Posted in Aug. 2015, the video inspired businesses and local governments to take action on single use plastics. Three years later the ban reached me in Seattle.

Last summer, 2018, the city of Seattle banned all plastic utensils, forcing all establishments that serve food or beverages to investigate alternatives. Paper and compostable options started appearing. The straw was a large focus of this ban, as the Seattle based company Starbucks had announced it would be going straw free. Slowly more and more people started to purchase reusable metal and hard plastic straws to sip their iced latte or mojito so that they too could #savetheturtles. 

Other cities have introduced similar restrictions and several now abide by “non-request” straw laws, meaning a customer has to request a straw to receive one. Many environmental groups and individuals who advocate for a world with less single use plastics are excited about the shift. Figgener who told TIME she is excited about the response her video received but she also stated, “I don’t want the corporations to feel like they’re getting off easily just by eliminating plastic straws. I hope this is the first step.” 

We still use plastic cups, lids, to-go containers and much more. Right here, in that statement is where the term selective empathy sneaks in.
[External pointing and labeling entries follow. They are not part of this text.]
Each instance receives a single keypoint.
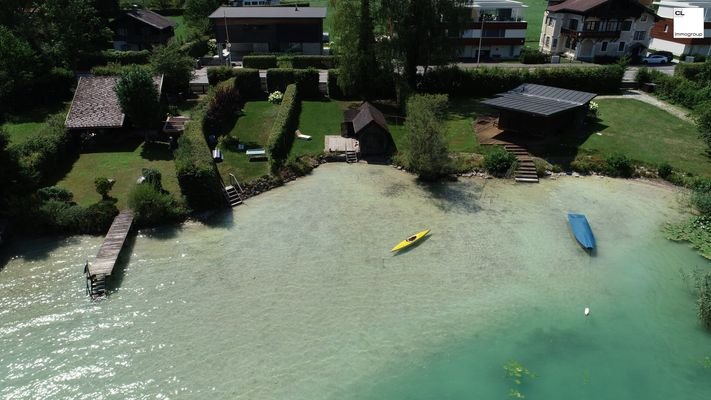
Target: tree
(425, 149)
(138, 97)
(419, 32)
(196, 13)
(175, 66)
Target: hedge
(259, 62)
(318, 62)
(486, 82)
(305, 79)
(197, 174)
(248, 82)
(282, 135)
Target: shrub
(619, 165)
(282, 135)
(664, 170)
(222, 107)
(197, 175)
(318, 62)
(153, 207)
(305, 79)
(259, 62)
(55, 193)
(498, 161)
(533, 56)
(103, 186)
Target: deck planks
(110, 249)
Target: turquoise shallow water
(296, 296)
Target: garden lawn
(318, 119)
(123, 166)
(459, 132)
(647, 134)
(534, 16)
(252, 129)
(181, 30)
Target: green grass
(252, 129)
(318, 119)
(181, 29)
(647, 134)
(459, 131)
(23, 125)
(124, 166)
(534, 15)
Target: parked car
(655, 59)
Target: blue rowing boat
(581, 229)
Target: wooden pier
(102, 267)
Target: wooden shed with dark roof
(368, 125)
(541, 110)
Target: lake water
(295, 295)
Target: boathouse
(368, 125)
(540, 110)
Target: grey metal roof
(539, 99)
(269, 12)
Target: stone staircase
(526, 170)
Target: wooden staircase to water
(526, 170)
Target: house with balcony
(245, 30)
(496, 29)
(588, 29)
(663, 31)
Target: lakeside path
(649, 99)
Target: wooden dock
(103, 265)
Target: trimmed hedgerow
(485, 82)
(198, 178)
(305, 79)
(318, 62)
(259, 62)
(282, 135)
(248, 82)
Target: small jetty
(101, 268)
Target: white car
(655, 59)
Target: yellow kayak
(411, 240)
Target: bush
(259, 62)
(197, 175)
(318, 62)
(619, 165)
(154, 207)
(103, 186)
(305, 79)
(281, 137)
(248, 82)
(55, 193)
(223, 105)
(533, 56)
(498, 161)
(664, 170)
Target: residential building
(139, 29)
(663, 30)
(496, 29)
(586, 29)
(247, 30)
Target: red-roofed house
(586, 29)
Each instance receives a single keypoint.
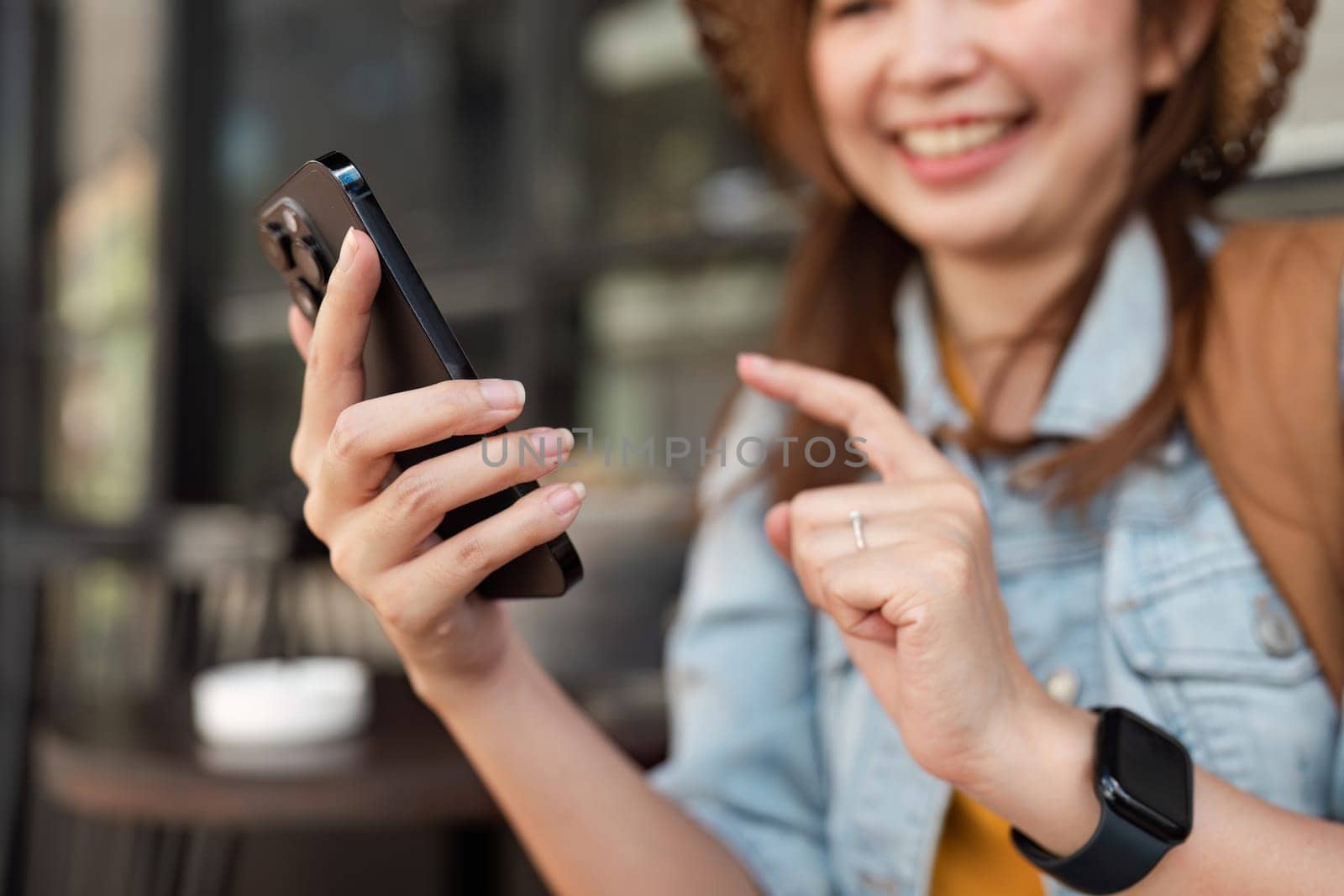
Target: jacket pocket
(1210, 617)
(1209, 647)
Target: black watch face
(1146, 774)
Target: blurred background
(591, 221)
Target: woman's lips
(948, 156)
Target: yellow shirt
(976, 855)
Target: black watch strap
(1116, 857)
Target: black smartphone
(302, 226)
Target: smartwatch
(1144, 781)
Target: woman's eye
(853, 8)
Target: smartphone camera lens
(309, 262)
(276, 248)
(306, 297)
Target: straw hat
(1260, 45)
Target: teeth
(934, 143)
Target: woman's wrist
(456, 696)
(1043, 781)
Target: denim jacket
(1160, 605)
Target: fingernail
(753, 360)
(503, 394)
(349, 249)
(566, 499)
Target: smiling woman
(875, 674)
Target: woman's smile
(958, 149)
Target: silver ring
(857, 524)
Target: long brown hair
(848, 261)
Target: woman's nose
(933, 46)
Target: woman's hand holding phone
(380, 523)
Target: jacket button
(1274, 631)
(1063, 685)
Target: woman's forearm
(1241, 844)
(1238, 844)
(581, 808)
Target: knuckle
(349, 432)
(949, 563)
(313, 516)
(869, 392)
(413, 493)
(343, 555)
(828, 584)
(472, 557)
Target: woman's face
(981, 125)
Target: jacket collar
(1110, 365)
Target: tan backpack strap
(1267, 411)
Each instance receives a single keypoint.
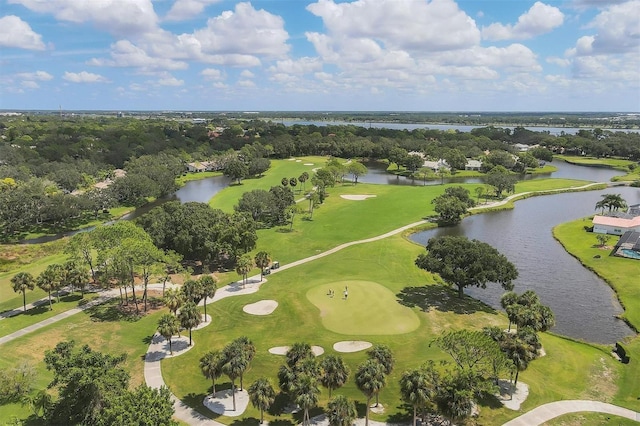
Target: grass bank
(622, 275)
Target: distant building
(615, 225)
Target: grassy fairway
(369, 309)
(622, 274)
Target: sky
(322, 55)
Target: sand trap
(263, 307)
(222, 402)
(519, 395)
(282, 350)
(357, 197)
(351, 346)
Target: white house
(615, 225)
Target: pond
(584, 305)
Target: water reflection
(584, 305)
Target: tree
(356, 169)
(142, 406)
(236, 170)
(243, 267)
(261, 395)
(502, 180)
(212, 366)
(335, 372)
(304, 177)
(75, 276)
(342, 411)
(21, 282)
(173, 300)
(168, 325)
(189, 318)
(463, 263)
(307, 392)
(50, 280)
(416, 389)
(450, 209)
(370, 379)
(262, 260)
(208, 290)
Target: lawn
(622, 275)
(300, 317)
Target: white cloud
(244, 31)
(246, 83)
(539, 19)
(33, 76)
(118, 17)
(84, 77)
(170, 81)
(126, 54)
(14, 32)
(417, 25)
(212, 74)
(187, 9)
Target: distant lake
(444, 127)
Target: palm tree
(21, 282)
(342, 412)
(234, 367)
(370, 379)
(261, 395)
(211, 365)
(383, 355)
(306, 391)
(208, 288)
(192, 291)
(262, 260)
(189, 317)
(303, 178)
(173, 300)
(243, 267)
(168, 325)
(49, 280)
(335, 372)
(416, 390)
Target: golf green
(369, 309)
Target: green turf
(368, 309)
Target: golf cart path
(546, 412)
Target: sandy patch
(514, 401)
(262, 307)
(351, 346)
(356, 197)
(282, 350)
(222, 402)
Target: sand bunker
(263, 307)
(222, 402)
(356, 197)
(351, 346)
(282, 350)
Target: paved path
(546, 412)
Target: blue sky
(374, 55)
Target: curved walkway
(546, 412)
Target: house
(474, 165)
(628, 245)
(615, 225)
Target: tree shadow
(110, 313)
(444, 299)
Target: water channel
(584, 305)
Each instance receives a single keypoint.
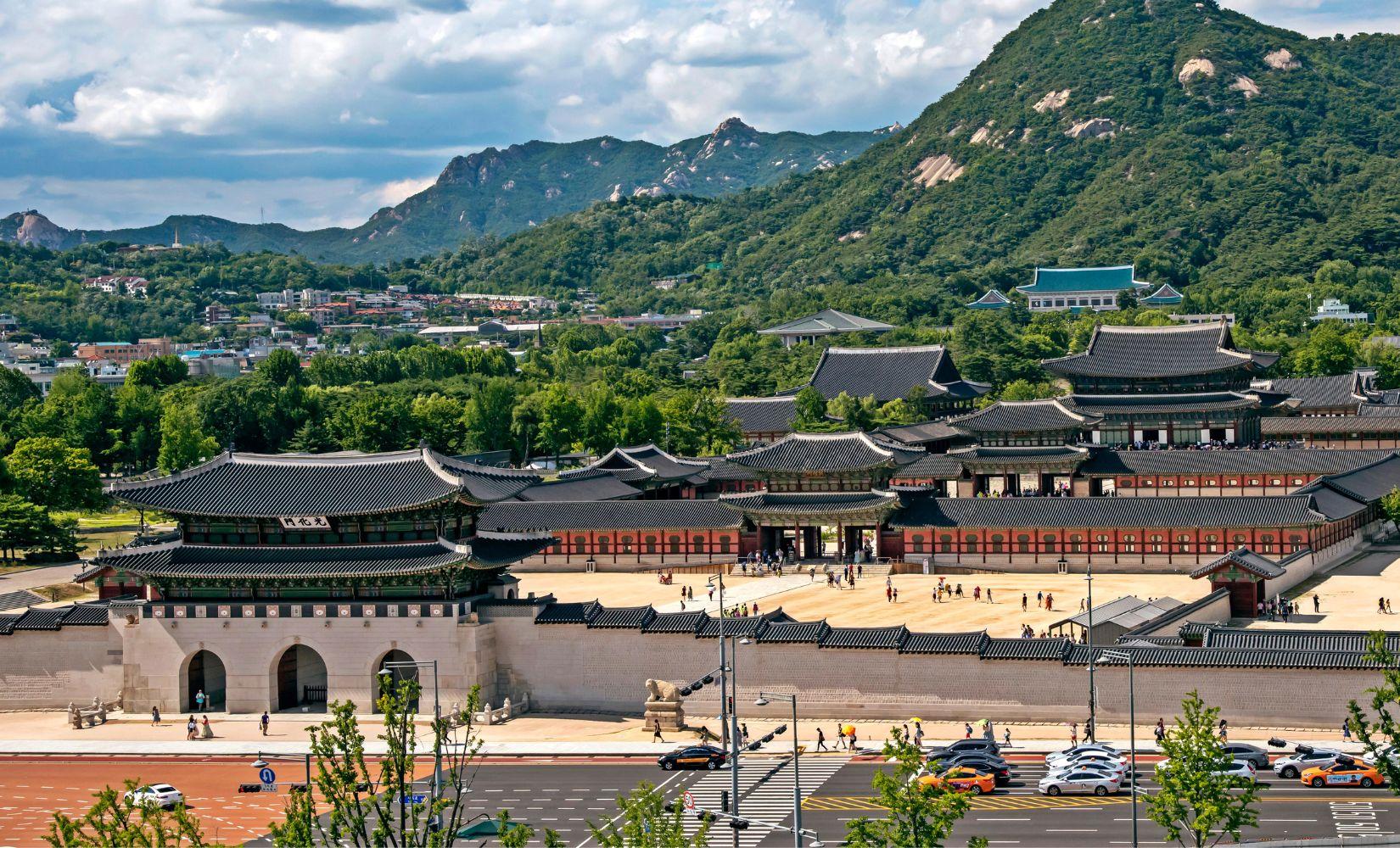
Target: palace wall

The public, businesses and corporations have selected one area to make a change and through this choice they all get the feel goods for their act of environmentalism.

Selective empathy occurs when someone chooses to empathize with and attempt to understand something or someone else, but just that one someone or something. In this case people are emphasizing strongly with the turtle and the pain it is experiencing. Due to the painful image and the negative impact the straw is creating people have become attached to the idea that the straw is bad. Therefore they are selectively emphasizing with the turtle.

This type of empathy is increasingly common and is a powerful tool. Here that power is demonstrated. There are animals everywhere that are effected by pollution and the negative effects of plastic production. We now know that plastic also poses a risk to humans at every stage of its life cycle. Point being, there are plenty of plastic products that could have been deemed taboo, but the straw has claimed the prize, and it is endlessly interesting to me why it has.

While it is difficult to empathize with everything and everyone, it is important to think more broadly about human impact on the environment. It is possible to attempt to understand things more broadly and create a larger impact by contemplating things that are more complex.

Any reduction of plastic in this world is beneficial, every baby step is important. Every major cultural shift in modern history started small and for environmentalism this is another step in the right direction. The real key to this movement is to remove the restriction that selective empathy is placing on our actions and expand thinking beyond the plastic straw.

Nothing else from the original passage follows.